Der kurzzeitige Rowohlt-Verleger Florian Illies kommt mit seinem Kunst-Buch „Zauber der Stille – Caspar David Friedrichs Reise durch die Zeiten“ am 26. Oktober. Die Nordischen Literaturtage sind vom 20. bis 23. November.

Literaturhaus goes Kneipe: „Debüts & Drinks“ im Aalhaus

Die im Rowohlt Taschenbuch erscheinende neue Reihe „Wiederendeckte Schätze des 20. Jahrhunderts“ widmet sich ausschließlich Autorinnen. Die Herausgeberinnen Nicole Seifert und Magda Birkmann stellen die ersten drei literarischen Ausgrabungen, Mary Renault, Christa Anita Brück und Louise Meriwether, am 1. November im Literaturhaus vor.

Und die aushäusige, von Carolin Löher und Lena Dircks organisierte sehr tolle Kneipenreihe „Debüts & Drinks“ findet unter anderem am 20. September statt. Wieder im Aalhaus, diesmal am Lesetresen: Charlotte Gneuß („Gittersee“ erscheint Ende August) und Beliban zu Stolberg („Zweistromland“, gerade erschienen).

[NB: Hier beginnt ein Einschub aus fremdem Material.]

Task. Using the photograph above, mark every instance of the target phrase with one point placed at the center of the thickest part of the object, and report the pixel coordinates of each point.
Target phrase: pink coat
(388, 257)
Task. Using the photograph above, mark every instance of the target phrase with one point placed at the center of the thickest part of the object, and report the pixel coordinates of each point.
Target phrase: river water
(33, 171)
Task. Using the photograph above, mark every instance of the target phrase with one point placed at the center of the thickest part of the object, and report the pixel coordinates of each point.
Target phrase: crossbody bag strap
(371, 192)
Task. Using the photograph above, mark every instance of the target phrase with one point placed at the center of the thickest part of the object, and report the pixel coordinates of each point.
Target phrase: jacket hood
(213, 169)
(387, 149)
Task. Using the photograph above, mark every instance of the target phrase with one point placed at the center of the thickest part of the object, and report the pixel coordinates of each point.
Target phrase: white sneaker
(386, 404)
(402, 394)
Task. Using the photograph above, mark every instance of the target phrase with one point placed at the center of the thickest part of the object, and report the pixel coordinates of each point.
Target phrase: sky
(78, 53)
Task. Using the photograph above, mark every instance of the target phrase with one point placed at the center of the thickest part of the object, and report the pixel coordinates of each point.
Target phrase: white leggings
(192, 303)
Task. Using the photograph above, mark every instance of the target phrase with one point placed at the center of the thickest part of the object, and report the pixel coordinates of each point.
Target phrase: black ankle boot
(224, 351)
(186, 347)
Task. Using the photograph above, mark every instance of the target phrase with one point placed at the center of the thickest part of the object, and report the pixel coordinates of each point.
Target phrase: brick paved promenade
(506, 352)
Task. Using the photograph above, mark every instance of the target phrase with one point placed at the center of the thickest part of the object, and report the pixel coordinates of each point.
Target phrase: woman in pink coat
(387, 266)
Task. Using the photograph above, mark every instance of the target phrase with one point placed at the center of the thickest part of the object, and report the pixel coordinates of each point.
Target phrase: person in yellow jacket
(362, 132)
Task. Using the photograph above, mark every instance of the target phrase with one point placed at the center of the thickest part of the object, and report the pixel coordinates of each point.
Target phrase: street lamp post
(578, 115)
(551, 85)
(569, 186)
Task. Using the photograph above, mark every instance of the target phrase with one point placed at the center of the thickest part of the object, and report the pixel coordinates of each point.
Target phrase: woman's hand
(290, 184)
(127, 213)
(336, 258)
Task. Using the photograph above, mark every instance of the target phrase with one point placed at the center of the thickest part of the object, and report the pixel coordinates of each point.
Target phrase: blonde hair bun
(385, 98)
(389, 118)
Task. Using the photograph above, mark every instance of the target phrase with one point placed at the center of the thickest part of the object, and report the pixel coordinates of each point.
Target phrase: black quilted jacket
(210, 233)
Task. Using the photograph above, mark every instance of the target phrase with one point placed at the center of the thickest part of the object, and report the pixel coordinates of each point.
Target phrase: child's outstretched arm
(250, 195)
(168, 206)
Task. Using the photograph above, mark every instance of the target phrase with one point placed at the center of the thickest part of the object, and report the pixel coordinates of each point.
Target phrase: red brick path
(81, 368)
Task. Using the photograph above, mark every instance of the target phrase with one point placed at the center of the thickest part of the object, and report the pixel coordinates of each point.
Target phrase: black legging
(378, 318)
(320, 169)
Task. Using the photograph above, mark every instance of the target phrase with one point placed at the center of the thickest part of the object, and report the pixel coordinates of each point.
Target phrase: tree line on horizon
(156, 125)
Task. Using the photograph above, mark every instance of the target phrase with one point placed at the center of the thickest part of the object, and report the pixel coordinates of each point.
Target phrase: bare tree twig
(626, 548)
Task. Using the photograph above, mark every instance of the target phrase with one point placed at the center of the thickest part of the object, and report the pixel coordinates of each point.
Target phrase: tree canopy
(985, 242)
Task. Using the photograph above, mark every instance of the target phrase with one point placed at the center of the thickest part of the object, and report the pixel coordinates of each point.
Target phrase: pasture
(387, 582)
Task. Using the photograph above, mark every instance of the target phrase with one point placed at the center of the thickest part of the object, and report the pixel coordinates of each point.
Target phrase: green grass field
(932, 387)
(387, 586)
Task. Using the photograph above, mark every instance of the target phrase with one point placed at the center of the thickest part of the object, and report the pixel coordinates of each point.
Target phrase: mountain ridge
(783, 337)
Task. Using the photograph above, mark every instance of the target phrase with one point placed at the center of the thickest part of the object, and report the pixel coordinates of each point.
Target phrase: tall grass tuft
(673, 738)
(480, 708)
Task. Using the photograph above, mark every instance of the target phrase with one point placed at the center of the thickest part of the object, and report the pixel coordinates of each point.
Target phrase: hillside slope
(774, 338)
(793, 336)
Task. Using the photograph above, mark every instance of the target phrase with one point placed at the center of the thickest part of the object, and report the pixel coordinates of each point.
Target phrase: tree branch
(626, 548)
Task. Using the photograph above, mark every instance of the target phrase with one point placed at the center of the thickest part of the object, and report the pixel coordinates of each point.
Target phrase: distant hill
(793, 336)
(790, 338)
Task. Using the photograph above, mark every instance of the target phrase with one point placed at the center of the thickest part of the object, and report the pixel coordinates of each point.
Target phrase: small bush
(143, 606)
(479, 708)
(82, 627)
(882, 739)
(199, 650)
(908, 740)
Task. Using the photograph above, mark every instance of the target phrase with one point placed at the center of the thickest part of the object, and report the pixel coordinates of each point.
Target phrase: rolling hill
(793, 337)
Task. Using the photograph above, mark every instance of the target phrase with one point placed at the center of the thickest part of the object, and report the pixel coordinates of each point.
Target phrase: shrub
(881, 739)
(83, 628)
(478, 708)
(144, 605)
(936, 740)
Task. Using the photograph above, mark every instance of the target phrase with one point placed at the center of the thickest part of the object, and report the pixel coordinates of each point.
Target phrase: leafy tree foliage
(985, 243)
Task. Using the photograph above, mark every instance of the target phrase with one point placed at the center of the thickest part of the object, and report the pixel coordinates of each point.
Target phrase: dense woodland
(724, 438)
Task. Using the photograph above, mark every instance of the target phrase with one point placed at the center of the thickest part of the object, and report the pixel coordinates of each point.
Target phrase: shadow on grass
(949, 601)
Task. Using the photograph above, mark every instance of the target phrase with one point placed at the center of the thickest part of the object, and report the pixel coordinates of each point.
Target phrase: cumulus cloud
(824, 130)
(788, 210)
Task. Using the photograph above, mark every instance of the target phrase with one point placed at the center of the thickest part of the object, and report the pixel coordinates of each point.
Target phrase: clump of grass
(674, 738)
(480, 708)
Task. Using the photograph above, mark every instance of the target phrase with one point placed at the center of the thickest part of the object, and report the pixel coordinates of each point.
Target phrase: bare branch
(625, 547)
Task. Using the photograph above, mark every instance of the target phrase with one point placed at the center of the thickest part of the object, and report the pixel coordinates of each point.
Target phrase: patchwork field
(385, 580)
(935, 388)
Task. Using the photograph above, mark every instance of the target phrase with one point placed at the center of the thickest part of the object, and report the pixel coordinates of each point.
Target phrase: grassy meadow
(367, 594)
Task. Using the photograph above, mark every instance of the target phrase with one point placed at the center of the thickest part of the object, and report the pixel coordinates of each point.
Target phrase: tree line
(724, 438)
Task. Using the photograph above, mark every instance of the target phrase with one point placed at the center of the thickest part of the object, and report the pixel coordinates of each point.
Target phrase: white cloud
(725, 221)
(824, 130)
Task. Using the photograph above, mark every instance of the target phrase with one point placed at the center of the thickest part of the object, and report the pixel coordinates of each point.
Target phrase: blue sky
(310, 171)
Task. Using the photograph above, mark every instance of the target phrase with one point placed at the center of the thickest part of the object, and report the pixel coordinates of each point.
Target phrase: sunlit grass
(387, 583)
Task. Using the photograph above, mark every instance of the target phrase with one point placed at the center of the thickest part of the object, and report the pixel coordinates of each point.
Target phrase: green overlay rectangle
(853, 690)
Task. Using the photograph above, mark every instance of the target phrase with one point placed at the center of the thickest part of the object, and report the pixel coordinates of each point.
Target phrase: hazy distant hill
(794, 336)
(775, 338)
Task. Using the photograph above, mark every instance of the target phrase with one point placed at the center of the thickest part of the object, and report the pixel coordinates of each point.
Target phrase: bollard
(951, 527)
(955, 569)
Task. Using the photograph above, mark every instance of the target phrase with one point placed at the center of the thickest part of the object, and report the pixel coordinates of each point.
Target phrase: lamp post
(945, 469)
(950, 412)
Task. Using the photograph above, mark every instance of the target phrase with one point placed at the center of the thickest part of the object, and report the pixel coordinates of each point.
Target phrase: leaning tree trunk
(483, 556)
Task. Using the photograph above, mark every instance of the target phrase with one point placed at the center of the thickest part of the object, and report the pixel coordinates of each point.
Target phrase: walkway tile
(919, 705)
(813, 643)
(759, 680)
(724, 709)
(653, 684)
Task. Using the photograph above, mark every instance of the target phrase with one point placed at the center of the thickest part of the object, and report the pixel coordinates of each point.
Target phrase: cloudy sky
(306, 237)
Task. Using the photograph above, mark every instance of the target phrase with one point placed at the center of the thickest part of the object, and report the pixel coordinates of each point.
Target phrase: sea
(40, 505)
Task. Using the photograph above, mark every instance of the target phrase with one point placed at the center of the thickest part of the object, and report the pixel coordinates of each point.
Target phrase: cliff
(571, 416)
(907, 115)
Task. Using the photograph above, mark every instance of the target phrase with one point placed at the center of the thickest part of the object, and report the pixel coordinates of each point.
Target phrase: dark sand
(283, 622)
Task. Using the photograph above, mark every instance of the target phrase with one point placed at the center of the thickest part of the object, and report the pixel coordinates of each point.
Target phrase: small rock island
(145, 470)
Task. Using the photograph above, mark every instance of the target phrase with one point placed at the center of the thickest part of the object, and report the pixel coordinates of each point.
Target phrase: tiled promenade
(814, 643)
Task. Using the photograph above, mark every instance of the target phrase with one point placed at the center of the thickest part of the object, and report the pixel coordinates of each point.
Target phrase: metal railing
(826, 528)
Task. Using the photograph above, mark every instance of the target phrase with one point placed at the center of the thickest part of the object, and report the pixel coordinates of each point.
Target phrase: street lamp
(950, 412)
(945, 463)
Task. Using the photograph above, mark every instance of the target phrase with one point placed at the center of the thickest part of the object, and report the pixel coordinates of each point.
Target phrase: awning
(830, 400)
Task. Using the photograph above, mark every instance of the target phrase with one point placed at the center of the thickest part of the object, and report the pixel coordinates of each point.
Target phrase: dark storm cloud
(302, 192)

Sachbücher für das zweite Halbjahr sind (neben Illies’ Frühromantik-Studie) von Sophie Passmann („Pick me Girls“, ein Memoir, das ein Frauenleben mit internalisiertem männlichen Blick nachzeichnet, September), Herfried Münkler („Welt in Aufruhr: Die Ordnung der Mächte im 21. Jahrhundert“, Mitte Oktober) und Carsten Brosda („Mehr Zuversicht wagen: Wie wir von einer sozialen und demokratischen Zukunft erzählen können“, Buchvorstellung am 17. September auf dem Harbour Front Festival) angekündigt.

Eine zugegeben subjektive Auswahl, was für diese gesamte Vorschau gilt. Es erscheinen noch Hunderte, gar Tausende Titel mehr im zweiten Halbjahr, sowohl im Hinblick auf Romane als auch Sachbücher – wir wünschen schöne Entdeckungen und gutes Lesen.